Challenging of cognitive distortions: Although challenging distortions is an important part of all MTP treatment levels, Levels Three and Four, in particular, emphasize the challenging of distortions in thinking, judgment, reasoning and belief systems. Distortions involving shame, guilt and humiliation are particularly targeted, because these emotions have been found to be important elements in the development of symptoms following exposure to traumatic incidents. Although fear has been postulated as being the primary emotion which leads to PTSD (Foa, et al., 1998), this may not be the case for law enforcement officers, fire fighters and paramedics/EMTS. For these professionals, their experience of horror at the most vile of crimes, viewing body parts, homicide victims, drunk driver accidents and trauma to children play a very significant role in their job-related trauma.
In vivo or on-scene review of traumatic incidents: The processing of a traumatic memory seems to increase in direct proportion with the client's ability to accurately recall the experience. Therefore, as a way of improving recall, it is useful to expose some clients to reminders of their trauma, through the use of audio and/or tapes, videos or pictures as well as other mementos, reminders, or even the actual scene of the trauma (Gersons, Carlier, Lamberts & van der Kolk, 2000; Hembree and Foa, 2000).

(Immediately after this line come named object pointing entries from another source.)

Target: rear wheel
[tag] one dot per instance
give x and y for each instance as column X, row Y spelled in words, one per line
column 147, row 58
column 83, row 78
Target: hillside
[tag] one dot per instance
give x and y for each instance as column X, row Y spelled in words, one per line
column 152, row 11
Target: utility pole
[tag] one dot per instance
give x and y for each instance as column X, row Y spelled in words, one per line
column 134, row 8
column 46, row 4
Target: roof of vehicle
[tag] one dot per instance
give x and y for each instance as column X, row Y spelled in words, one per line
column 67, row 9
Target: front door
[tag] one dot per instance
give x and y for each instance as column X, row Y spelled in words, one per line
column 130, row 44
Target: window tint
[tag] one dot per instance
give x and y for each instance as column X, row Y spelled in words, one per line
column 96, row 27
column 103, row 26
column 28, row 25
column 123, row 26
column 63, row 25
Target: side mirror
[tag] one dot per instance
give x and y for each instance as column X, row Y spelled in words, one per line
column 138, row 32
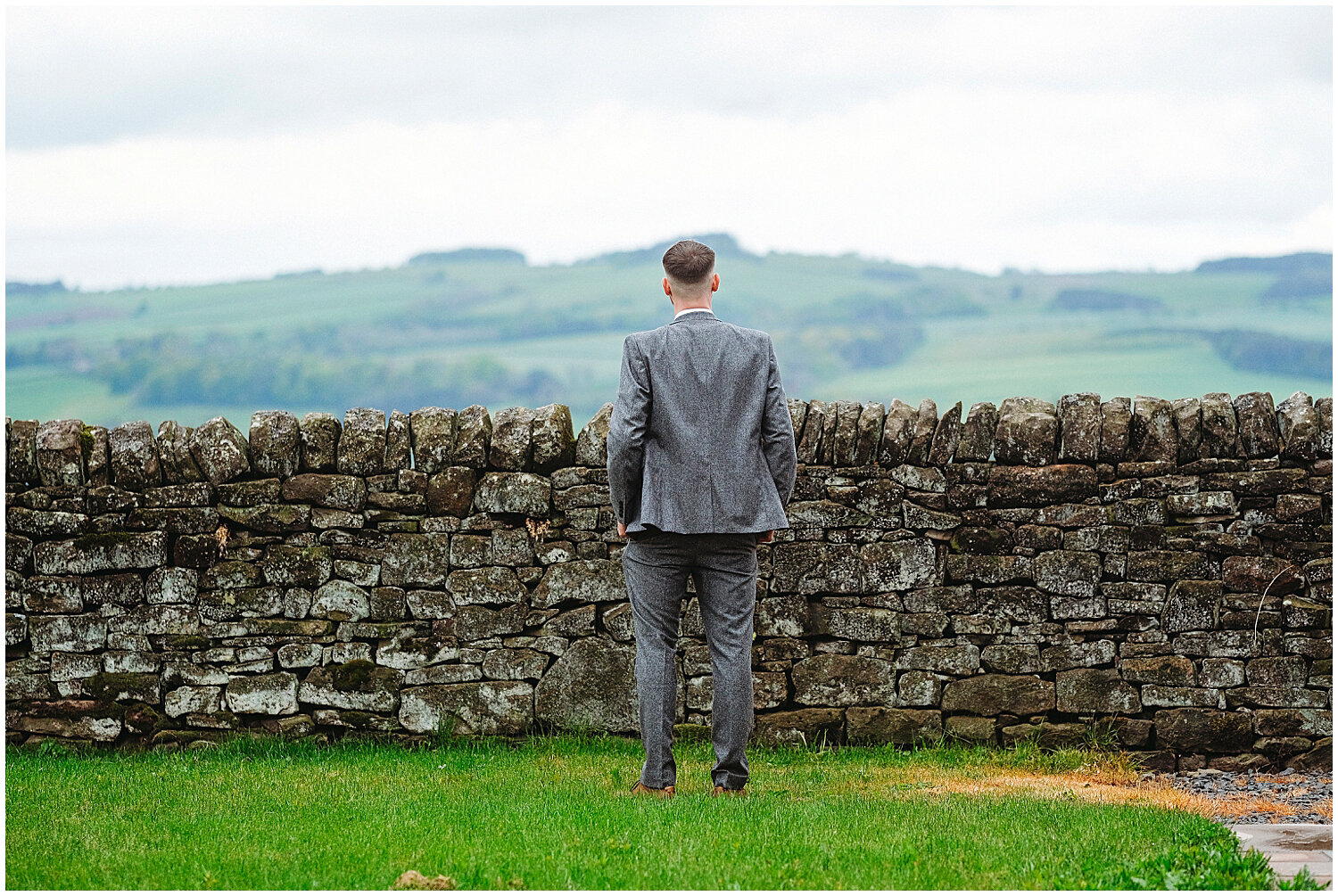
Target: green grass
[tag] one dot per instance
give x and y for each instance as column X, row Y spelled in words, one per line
column 447, row 315
column 553, row 813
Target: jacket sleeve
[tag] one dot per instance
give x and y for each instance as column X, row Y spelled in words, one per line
column 628, row 431
column 778, row 432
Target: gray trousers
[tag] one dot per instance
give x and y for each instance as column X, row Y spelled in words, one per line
column 724, row 571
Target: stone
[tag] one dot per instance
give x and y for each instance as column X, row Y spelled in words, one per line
column 59, row 448
column 291, row 564
column 977, row 438
column 273, row 695
column 591, row 441
column 893, row 725
column 433, row 436
column 361, row 444
column 1152, row 435
column 1193, row 606
column 993, row 695
column 134, row 456
column 514, row 663
column 1174, row 671
column 1068, row 572
column 358, row 685
column 1203, row 730
column 417, row 559
column 326, row 489
column 894, row 446
column 591, row 686
column 219, row 451
column 1276, row 671
column 1203, row 505
column 1086, row 654
column 989, row 569
column 847, row 422
column 1028, row 432
column 1116, row 422
column 799, row 727
column 484, row 585
column 953, row 660
column 190, row 698
column 1167, row 566
column 473, row 433
column 839, row 679
column 21, row 452
column 1218, row 423
column 971, row 729
column 869, row 430
column 425, row 604
column 514, row 492
column 859, row 623
column 1014, row 660
column 511, row 440
column 269, row 518
column 1169, row 695
column 340, row 601
column 74, row 719
column 893, row 566
column 174, row 459
column 473, row 623
column 918, row 687
column 53, row 594
column 237, row 604
column 1094, row 690
column 922, row 433
column 946, row 435
column 1294, row 722
column 320, row 435
column 1188, row 428
column 75, row 633
column 1325, row 409
column 1262, row 575
column 1080, row 428
column 1040, row 486
column 1257, row 424
column 581, row 582
column 553, row 443
column 451, row 491
column 101, row 553
column 398, row 454
column 276, row 443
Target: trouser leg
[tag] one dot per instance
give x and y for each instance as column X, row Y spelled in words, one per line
column 656, row 574
column 725, row 577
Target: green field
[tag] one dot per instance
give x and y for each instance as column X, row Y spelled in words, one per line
column 553, row 813
column 458, row 332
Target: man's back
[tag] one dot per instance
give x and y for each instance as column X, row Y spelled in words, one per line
column 700, row 439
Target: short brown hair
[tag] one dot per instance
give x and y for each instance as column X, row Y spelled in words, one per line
column 688, row 262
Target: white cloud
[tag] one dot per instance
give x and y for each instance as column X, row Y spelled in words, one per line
column 194, row 144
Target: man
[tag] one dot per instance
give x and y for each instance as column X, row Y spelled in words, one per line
column 701, row 465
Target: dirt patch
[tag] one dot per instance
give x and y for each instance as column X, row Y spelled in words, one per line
column 1110, row 785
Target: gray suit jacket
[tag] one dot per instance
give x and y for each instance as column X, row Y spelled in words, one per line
column 700, row 438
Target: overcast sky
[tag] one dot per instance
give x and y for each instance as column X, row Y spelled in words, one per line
column 189, row 144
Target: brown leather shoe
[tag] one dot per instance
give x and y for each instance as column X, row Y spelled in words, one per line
column 641, row 789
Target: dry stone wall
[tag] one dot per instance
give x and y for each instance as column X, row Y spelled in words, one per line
column 1152, row 572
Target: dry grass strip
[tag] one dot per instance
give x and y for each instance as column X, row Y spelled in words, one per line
column 1096, row 783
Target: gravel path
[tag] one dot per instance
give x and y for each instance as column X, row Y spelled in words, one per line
column 1302, row 791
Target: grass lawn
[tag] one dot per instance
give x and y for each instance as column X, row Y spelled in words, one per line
column 554, row 813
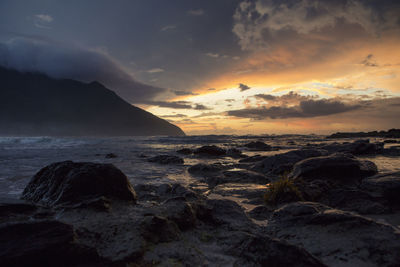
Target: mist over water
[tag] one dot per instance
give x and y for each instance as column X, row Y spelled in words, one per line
column 22, row 157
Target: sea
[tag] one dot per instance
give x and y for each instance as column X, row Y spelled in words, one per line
column 22, row 157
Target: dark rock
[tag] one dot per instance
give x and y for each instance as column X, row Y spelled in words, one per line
column 339, row 167
column 185, row 151
column 386, row 186
column 260, row 212
column 111, row 156
column 210, row 151
column 258, row 146
column 358, row 147
column 9, row 206
column 158, row 229
column 252, row 159
column 166, row 159
column 205, row 169
column 281, row 163
column 179, row 211
column 392, row 133
column 43, row 243
column 265, row 251
column 336, row 237
column 66, row 183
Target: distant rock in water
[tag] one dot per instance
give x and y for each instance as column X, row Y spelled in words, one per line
column 35, row 104
column 392, row 133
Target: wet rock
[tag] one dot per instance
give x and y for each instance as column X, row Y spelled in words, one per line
column 254, row 250
column 258, row 146
column 66, row 183
column 358, row 147
column 210, row 151
column 185, row 151
column 338, row 167
column 43, row 243
column 166, row 159
column 386, row 186
column 336, row 237
column 9, row 206
column 205, row 169
column 111, row 156
column 281, row 163
column 158, row 229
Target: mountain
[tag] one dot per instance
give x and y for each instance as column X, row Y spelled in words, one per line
column 34, row 104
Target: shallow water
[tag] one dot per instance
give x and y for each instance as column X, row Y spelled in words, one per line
column 22, row 157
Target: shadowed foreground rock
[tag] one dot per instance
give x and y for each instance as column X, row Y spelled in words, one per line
column 67, row 182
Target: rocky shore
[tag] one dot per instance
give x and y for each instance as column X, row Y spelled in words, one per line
column 322, row 205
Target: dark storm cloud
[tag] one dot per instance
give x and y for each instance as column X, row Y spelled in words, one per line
column 258, row 23
column 183, row 93
column 61, row 60
column 243, row 87
column 306, row 109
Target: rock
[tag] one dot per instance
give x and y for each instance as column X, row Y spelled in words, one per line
column 210, row 151
column 336, row 237
column 158, row 229
column 261, row 213
column 281, row 163
column 358, row 147
column 254, row 158
column 386, row 186
column 185, row 151
column 43, row 243
column 338, row 167
column 243, row 176
column 9, row 206
column 166, row 159
column 66, row 183
column 258, row 146
column 111, row 156
column 205, row 169
column 254, row 250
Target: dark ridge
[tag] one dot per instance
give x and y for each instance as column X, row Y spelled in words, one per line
column 35, row 104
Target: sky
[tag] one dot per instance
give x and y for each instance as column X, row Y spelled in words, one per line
column 222, row 66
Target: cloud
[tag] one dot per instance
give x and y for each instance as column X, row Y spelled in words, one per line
column 44, row 17
column 289, row 98
column 255, row 23
column 155, row 70
column 168, row 28
column 243, row 87
column 183, row 93
column 42, row 21
column 196, row 12
column 369, row 61
column 62, row 60
column 213, row 55
column 306, row 109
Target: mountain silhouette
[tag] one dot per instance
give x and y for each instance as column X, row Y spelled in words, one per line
column 34, row 104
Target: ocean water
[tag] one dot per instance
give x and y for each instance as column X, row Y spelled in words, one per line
column 22, row 157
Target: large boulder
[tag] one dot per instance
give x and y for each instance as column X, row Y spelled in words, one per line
column 67, row 182
column 43, row 243
column 338, row 167
column 386, row 186
column 358, row 147
column 281, row 163
column 338, row 238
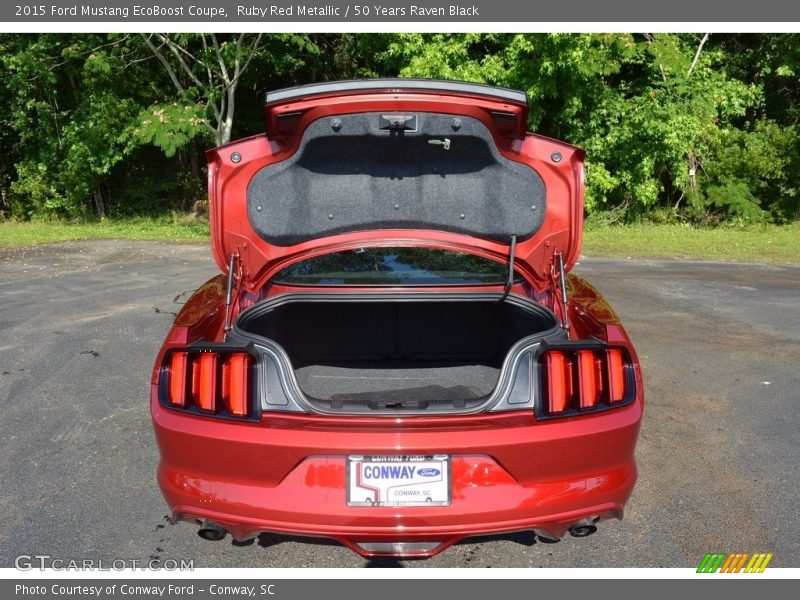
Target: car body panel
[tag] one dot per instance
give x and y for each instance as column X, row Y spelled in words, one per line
column 284, row 472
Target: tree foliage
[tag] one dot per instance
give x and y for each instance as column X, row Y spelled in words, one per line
column 676, row 126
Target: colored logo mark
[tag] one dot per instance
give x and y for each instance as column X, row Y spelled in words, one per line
column 739, row 562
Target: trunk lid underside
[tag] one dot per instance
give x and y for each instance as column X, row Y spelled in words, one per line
column 424, row 166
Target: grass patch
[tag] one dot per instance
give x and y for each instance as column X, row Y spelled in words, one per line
column 755, row 243
column 171, row 228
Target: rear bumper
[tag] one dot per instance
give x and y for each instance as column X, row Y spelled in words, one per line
column 287, row 475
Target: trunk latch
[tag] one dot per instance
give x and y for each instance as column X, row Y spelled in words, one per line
column 397, row 123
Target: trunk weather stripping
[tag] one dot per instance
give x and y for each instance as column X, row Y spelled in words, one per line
column 562, row 282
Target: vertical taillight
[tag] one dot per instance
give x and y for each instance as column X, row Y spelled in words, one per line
column 616, row 376
column 207, row 393
column 587, row 379
column 211, row 381
column 235, row 384
column 177, row 378
column 559, row 382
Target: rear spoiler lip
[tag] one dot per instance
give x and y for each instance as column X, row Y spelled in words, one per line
column 430, row 86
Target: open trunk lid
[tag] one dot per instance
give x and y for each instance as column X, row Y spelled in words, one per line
column 395, row 162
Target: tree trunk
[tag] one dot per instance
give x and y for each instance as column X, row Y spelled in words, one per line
column 100, row 206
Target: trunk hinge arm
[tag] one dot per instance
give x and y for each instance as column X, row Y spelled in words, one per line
column 511, row 257
column 229, row 294
column 562, row 283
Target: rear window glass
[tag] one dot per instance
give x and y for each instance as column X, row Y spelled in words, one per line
column 394, row 266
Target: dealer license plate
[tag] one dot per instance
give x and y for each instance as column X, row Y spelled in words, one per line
column 398, row 480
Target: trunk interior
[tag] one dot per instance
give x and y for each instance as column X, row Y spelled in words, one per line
column 397, row 353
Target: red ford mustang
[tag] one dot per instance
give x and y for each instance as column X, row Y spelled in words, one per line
column 395, row 355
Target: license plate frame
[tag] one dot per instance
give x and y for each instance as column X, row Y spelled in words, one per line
column 399, row 481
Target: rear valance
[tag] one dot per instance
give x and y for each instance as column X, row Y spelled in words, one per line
column 357, row 172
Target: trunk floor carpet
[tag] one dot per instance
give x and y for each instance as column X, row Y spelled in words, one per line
column 416, row 382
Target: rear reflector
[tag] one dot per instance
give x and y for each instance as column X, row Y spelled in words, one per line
column 616, row 376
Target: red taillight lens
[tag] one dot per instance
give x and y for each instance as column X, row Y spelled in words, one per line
column 177, row 378
column 235, row 384
column 616, row 376
column 587, row 379
column 209, row 380
column 559, row 382
column 207, row 393
column 578, row 380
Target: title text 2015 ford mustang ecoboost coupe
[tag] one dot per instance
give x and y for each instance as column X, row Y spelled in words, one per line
column 395, row 355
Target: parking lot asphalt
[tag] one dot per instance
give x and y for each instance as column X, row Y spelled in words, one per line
column 719, row 451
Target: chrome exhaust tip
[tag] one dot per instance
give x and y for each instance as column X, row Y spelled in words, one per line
column 211, row 531
column 584, row 527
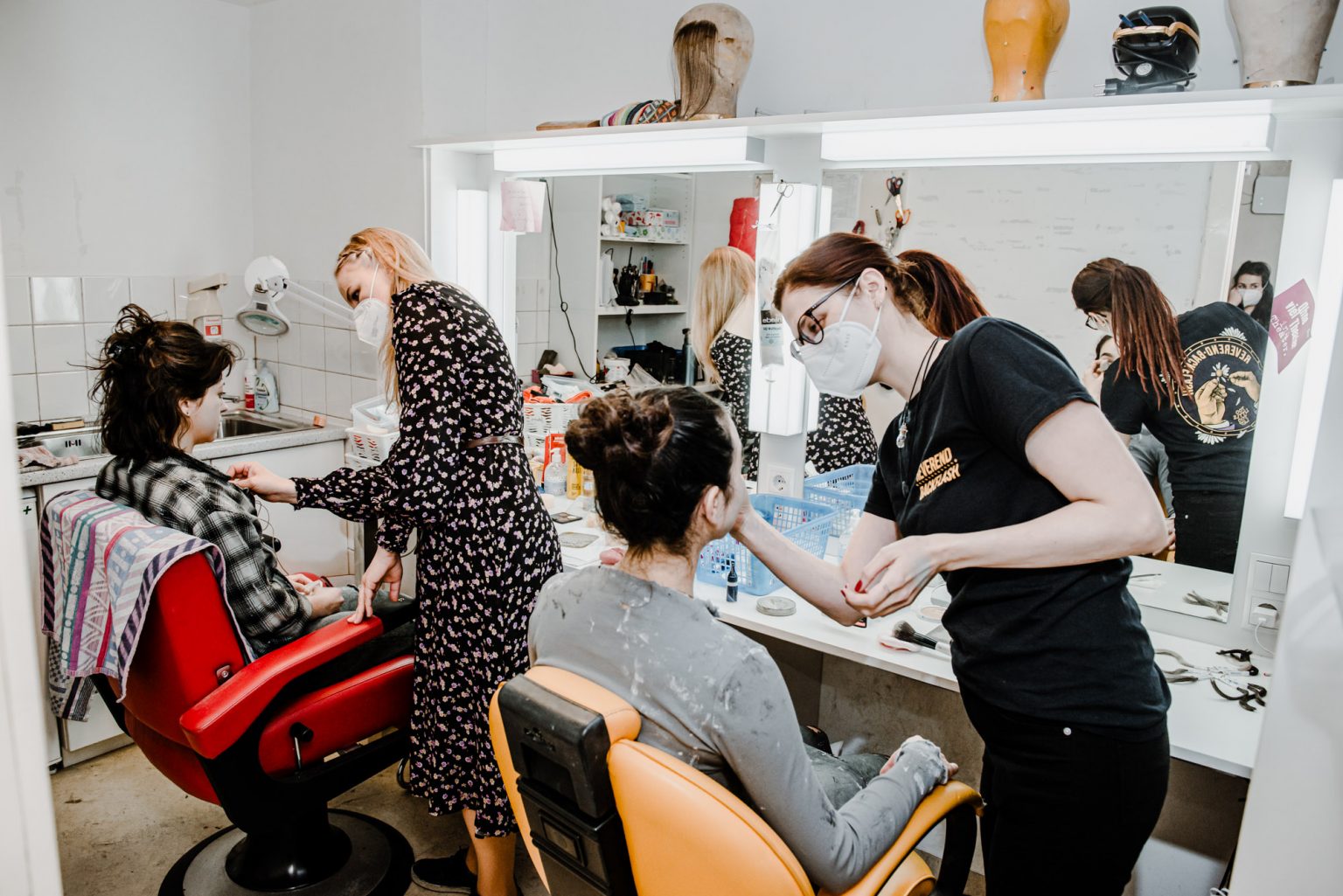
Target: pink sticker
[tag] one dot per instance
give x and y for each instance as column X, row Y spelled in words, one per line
column 1290, row 327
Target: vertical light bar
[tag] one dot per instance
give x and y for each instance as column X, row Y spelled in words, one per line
column 1319, row 355
column 473, row 255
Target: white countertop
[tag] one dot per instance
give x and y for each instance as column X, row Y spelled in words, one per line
column 225, row 448
column 1204, row 728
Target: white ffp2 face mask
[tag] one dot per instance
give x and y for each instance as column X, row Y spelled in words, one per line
column 371, row 317
column 844, row 363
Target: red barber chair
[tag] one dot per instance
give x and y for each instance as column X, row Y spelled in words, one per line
column 235, row 733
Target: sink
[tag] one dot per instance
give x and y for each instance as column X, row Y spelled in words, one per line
column 87, row 441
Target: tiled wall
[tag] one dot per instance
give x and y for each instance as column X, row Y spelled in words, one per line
column 58, row 324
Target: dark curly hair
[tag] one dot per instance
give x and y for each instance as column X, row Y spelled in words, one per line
column 144, row 370
column 651, row 457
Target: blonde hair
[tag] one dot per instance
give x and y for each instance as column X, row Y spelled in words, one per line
column 405, row 262
column 726, row 278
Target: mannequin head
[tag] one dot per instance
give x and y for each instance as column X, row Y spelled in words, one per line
column 712, row 46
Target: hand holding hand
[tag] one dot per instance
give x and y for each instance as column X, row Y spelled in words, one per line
column 894, row 577
column 386, row 566
column 262, row 483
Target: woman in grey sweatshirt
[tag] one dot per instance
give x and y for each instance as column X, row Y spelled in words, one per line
column 666, row 468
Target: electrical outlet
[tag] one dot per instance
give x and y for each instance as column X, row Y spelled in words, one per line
column 1267, row 613
column 778, row 480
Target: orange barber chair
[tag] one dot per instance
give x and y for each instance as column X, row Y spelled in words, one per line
column 234, row 733
column 602, row 813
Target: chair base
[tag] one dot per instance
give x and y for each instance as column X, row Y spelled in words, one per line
column 379, row 864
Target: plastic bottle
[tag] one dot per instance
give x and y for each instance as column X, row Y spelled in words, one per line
column 555, row 477
column 268, row 394
column 250, row 385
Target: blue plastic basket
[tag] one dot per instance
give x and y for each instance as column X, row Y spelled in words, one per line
column 845, row 490
column 804, row 523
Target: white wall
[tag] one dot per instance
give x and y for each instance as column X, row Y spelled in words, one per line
column 336, row 109
column 528, row 62
column 124, row 137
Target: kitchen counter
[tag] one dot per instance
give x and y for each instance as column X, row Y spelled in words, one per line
column 220, row 448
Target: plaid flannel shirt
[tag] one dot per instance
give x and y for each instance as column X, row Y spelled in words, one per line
column 191, row 496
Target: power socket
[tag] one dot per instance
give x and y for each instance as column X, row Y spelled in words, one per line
column 1267, row 613
column 778, row 478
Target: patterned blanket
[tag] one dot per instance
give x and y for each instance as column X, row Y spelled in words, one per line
column 100, row 566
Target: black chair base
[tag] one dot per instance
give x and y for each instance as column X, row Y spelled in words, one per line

Therapist: The approach of the therapist in MTP, as in all treatment techniques, is important. Therapists should provide a sense of safety, validation, support, empathy, present a non-judgmental demeanor. They should emphasize self-worth and self-esteem, relationships, self-respect and self-care. In treating complicated PTSD (Level Four), two therapists may be used.
Visual imagery: Visual imagery, metaphor and therapeutic stories are used in Levels Three and Four as additional techniques that help in restructuring the client's trauma memory.
Emphasis on strengths: Particularly in Levels Three and Four, the therapist emphasizes the positive aspects of a client's life, including those who loved him or her, accomplishments, survival strengths, relationships and job successes. Having the client imagine him or herself having processed the traumatic memories and moving on to positive behavior in the future is also a part of Level Three and Four and can be used with all levels (Hobfoll et al., 1991; Van der Kolk, 1995, 2002a).